Não é preciso dizer sobre quem recai a responsabilidade da situação pela qual passamos atualmente: a responsabilidade pelos números assombrosos de mortes plenamente evitáveis, pelo desmonte do Estado brasileiro, pelo rebaixamento de nossos horizontes que esse período tem nos trazido. Falar sobre isso é tudo o que temos feito até agora. Falar, se revoltar, tremer de raiva e indignação. A CPI nos tem dado ainda mais assunto para falar dos quase meio milhão de mortos durante a pandemia, e mais especificamente sobre o enorme número de mortes evitáveis, que é o que configura nossa situação atual como genocídio. E, no entanto, falar sobre tudo isso até agora não tem tido efeito nenhum. A situação só piora. Nossa raiva tem sido impotente.

E essa é precisamente a melhor razão que vejo para tomarmos as ruas neste momento: tudo o que tanto temos falado nesse último ano, que tem nos indignado, nos feito lamentar. É hora de fazer algo a respeito. Pois o mais provável é que, seguindo esse rumo, nada será resolvido, sem nossa mobilização coletiva, as coisas continuaram indo de mal a pior. Os quase meio milhão de mortos, até agora, podem ser pouco frente aos tantos mais que perderemos até 2023. Não há nenhum outro motivo para nos colocar nas ruas agora e nos arriscar com a pandemia, além do próprio risco que o governo atual representa para o povo, especialmente durante a pandemia. Outros povos, em outros países, foram às ruas por situações análogas (embora em número de mortos estejamos imbatíveis). Quanto mais vamos tolerar? Quanto mais estrago esse governo continuará a fazer? Quando decidiremos que sofremos coletivamente de um problema muito maior do que o risco de ir às ruas? Se não criarmos as condições para sair da pandemia, estaremos nela quando vierem também as outras ondas, além da terceira. É hora de passar da fala à ação, de converter a raiva individual em ação coletiva.

Não há nenhum outro motivo para nos colocar nas ruas agora, e nos arriscarmos frente ao vírus, além do próprio risco mortal que o governo atual representa para o povo trabalhador, e continuará representando caso não seja derrotado. 

Por tudo isso, ir às ruas sim, para exigir fora Bolsonaro e Mourão, vacina no braço e comida no prato. E se não puder ir às ruas, há muito o que fazer compartilhando materiais sobre os atos nas redes sociais. Eu estarei lá. Essa foi minha escolha.
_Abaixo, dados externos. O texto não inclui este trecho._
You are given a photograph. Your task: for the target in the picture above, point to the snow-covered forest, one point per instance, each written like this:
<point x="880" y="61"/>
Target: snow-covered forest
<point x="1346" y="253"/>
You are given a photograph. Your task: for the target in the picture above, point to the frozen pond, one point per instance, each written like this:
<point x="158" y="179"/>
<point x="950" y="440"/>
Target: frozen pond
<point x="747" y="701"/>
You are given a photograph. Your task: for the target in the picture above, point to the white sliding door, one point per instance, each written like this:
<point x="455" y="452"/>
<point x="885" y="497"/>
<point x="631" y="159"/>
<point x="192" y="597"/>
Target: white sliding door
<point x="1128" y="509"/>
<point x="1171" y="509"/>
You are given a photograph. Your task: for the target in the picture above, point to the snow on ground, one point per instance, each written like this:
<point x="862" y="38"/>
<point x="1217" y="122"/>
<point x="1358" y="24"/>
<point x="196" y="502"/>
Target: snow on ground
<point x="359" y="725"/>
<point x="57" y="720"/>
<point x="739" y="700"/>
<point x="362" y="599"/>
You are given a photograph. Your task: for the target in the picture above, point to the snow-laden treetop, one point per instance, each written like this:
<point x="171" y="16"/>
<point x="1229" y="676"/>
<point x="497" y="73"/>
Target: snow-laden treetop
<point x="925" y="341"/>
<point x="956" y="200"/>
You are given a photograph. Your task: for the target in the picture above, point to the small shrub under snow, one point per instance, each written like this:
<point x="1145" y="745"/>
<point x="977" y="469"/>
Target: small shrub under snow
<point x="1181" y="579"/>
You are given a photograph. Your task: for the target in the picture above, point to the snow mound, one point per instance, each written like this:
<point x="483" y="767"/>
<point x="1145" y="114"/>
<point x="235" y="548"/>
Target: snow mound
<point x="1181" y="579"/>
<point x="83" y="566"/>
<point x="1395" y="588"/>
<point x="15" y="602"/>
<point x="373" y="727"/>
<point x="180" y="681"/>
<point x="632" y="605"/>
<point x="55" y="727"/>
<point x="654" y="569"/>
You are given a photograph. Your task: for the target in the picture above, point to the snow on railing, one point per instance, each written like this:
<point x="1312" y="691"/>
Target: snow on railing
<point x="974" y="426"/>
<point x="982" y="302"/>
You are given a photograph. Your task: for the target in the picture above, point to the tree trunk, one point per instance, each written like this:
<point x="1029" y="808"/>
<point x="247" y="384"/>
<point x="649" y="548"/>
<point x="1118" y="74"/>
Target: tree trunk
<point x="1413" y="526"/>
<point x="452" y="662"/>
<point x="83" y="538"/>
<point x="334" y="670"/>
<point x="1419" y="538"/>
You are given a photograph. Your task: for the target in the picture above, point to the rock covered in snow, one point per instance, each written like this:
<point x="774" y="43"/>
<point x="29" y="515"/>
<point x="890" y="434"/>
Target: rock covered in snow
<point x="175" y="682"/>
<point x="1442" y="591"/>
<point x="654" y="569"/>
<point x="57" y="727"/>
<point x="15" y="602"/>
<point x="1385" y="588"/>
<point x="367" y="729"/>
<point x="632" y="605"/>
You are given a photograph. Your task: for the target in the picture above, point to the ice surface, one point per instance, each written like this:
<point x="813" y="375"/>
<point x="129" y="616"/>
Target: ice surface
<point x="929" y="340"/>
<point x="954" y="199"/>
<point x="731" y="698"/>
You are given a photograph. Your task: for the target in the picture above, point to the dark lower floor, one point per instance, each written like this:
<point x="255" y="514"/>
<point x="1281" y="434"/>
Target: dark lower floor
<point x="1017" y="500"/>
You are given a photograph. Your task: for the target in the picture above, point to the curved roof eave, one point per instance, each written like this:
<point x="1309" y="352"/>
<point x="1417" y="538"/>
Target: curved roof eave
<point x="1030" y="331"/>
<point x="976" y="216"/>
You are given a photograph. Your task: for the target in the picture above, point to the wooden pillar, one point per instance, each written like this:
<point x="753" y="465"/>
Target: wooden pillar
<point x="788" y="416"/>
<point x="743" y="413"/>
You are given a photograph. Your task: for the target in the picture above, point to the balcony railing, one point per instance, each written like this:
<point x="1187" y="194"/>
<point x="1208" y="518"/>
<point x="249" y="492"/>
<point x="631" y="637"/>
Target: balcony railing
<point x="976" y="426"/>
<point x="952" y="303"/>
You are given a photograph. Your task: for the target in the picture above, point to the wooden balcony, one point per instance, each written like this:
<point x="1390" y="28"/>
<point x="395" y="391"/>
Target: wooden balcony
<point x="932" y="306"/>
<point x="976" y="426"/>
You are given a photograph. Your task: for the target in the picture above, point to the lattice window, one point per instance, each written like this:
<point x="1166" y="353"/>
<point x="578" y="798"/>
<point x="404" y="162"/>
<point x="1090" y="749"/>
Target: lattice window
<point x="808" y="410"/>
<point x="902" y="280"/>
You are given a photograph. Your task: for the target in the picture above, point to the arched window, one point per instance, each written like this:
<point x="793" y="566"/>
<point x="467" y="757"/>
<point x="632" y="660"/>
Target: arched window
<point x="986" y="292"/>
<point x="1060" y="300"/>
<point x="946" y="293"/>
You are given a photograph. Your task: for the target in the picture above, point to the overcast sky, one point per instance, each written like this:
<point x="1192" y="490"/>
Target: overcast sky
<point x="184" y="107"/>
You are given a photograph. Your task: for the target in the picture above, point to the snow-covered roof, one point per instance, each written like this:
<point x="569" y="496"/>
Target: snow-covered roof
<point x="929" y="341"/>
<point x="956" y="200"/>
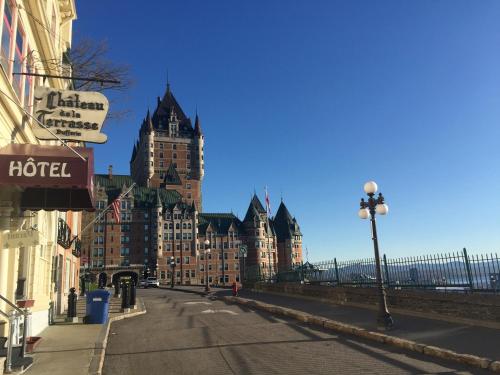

Para quem também escolher ir às ruas, segue abaixo o material com recomendações de segurança para a pandemia elaborado pela Rede Nacional de Médicas e Médicos Populares. Já há um considerável corpo de evidências demonstrando que a contaminação pelo coronavírus costuma se dar em locais fechados e pouco ventilados, como é a condição da maioria dos ambientes de trabalho. A maior parte dos eventos chamados “superspreader” (super disseminadores) se deram em ambientes fechados. Mantendo-se ao ar livre, respeitando o distanciamento e usando uma máscara PFF2 é possível reduzir enormemente o risco de contaminação. 

1. As manifestações devem ser feitas SEMPRE em local aberto e bem ventilado

2. Manter distanciamento de 2 metros entre manifestantes.

3. Uso de máscara deve ser obrigatório, de preferência, PFF2/N95 ou máscara cirúrgica embaixo da máscara de pano. Sempre bem ajustadas no rosto, sem vazamentos.

4. Recomendamos aos movimentos que puxam as manifestações que forneçam máscaras adequadas àqueles que não possuem.

5. Muito importante pensar no deslocamento até o ato. Preferir transportes com janelas abertas e usar máscara o tempo todo.

6. Não deve haver abraços ou beijos. Evitar compartilhar objetos pessoais, água e alimentos.

7. Lavar as mãos ou utilizar álcool em gel sempre que for tocar nos olhos, boca, nariz ou na máscara.

8. Leve máscaras extras para outras pessoas que necessitam.

9. Não devem participar as pessoas com sintoma suspeito de Covid-19 ou teste positivo, ou ainda que tiveram contato com pessoas com sintomas ou teste positivo.

Exemplos de sintomas: Tosse, Febre, Cansaço, Dor de cabeça, Coriza, Congestão nasal, Dor de garganta, Perda de olfato ou paladar, Falta de ar e Diarreia.

Sobre os autores

é médico no estado do Ceará.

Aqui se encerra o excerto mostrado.